Very rare, malignant tumor derived from cytotrophoblasts at the placental implantation site. Little propensity to spread outside the uterus.
Clinical presentation of PSTT?
Chronic, persistent, irregular bleeding occuring weeks to years after a pregnancy.May note an enlarged uterus.
Diagnosing PSTT?
Pelvic sono is the best test to diagnose PSTT, but hCG level may be drawn to exclude choriocarcinoma. HCG levels will be < 100 mlU/ml
Treating PSTT?
Hysterectomy is the best treatment choice, followed by chemotherapy 1 week later.
What can cause infectious vaginitis?
- Trichomoniasis
- Candida Vaginitis
- Bacterial vaginosis
What is the most prevalent non-viral STD?
Trichomoniasis.
Trichomoniasis is a clinical marker of high risk sexual activity! (high co-incidence of infectionw/other STDs)
Symptoms of trichomoniasis?
Foul, thin yellow-green discharge. Also dysuria, dyspareunia and vulvar itching and burning.
Physical sx of trichomoniasis?
Erythematous, edematous vulva, excoriations, “strawberry spots”
Diagnosing trichomoniasis?
Saline prep revealing trichomonads:
- Vaginal pH will often be elevated (> 4.5)
- Rapid assays are available
- May be picked up on Pap
Treating Trichomoniasis?
Metronidazole
- Test for other STDs
- Refer sexual contacts.
Risk factors of Candida Vaginitis
DM
Immunosupression
Recent antibiotic use
Pregnancy
Symptoms of candida vaginitis (yeast infection) ?
Cottage cheese-like or “curdy” discharge; vulvar/vaginal itching and burning.
Physical: erytematous, edematous vulva, excoriations.
Diagnosing Candida Vaginitis
10% KOH prep revealing buds and hyphae. Vaginal pH is normal (4.0-4.5)
Which cases of Candida vaginitis are “complicated cases”?
Those which are:
- Recurrent (>4 cases/year)
- Severe
- Non-albicans infections
- Occur in pt who si diabetic, immunosuppressed, debilitated or pregnant.

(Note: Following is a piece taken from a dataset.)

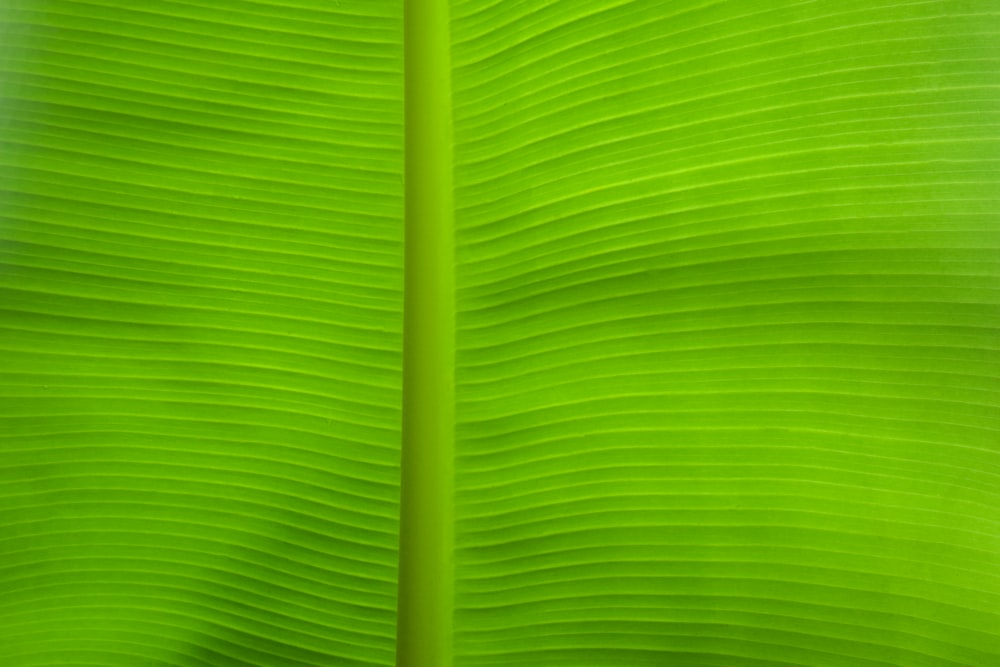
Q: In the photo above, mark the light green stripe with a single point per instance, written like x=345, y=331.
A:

Treating Candida Vaginitis?
Tx of uncomplicated cases is a topical azole antifungal such as miconazole (Monistat) or Clotrimazole
Complicated cases:
- Recurrent: prolonged tx w PO fluconazole
- Pregnant: Nystatin vaginal tablets
- Non albicans: Boric acid vaginal capsule
Bacterial vaginosis - Risk factors
Vaginal douching Oral sex Sex during menses Sexual activity w/other women Early age of sexual intercourse IUD placement Black race Smoking
Sx of bacterial vaginosis?
Malodorous (“fishy”) vaginal discharge
Diagnosing Bacterial vaginosis?
Saline prep revealing “Clue cells”
- Positive KOH “whiff” test
- Vaginal pH usually elevated (> 4.5)
Treating bacterial vaginosis?
Metronidazole, alternatively clindamycin.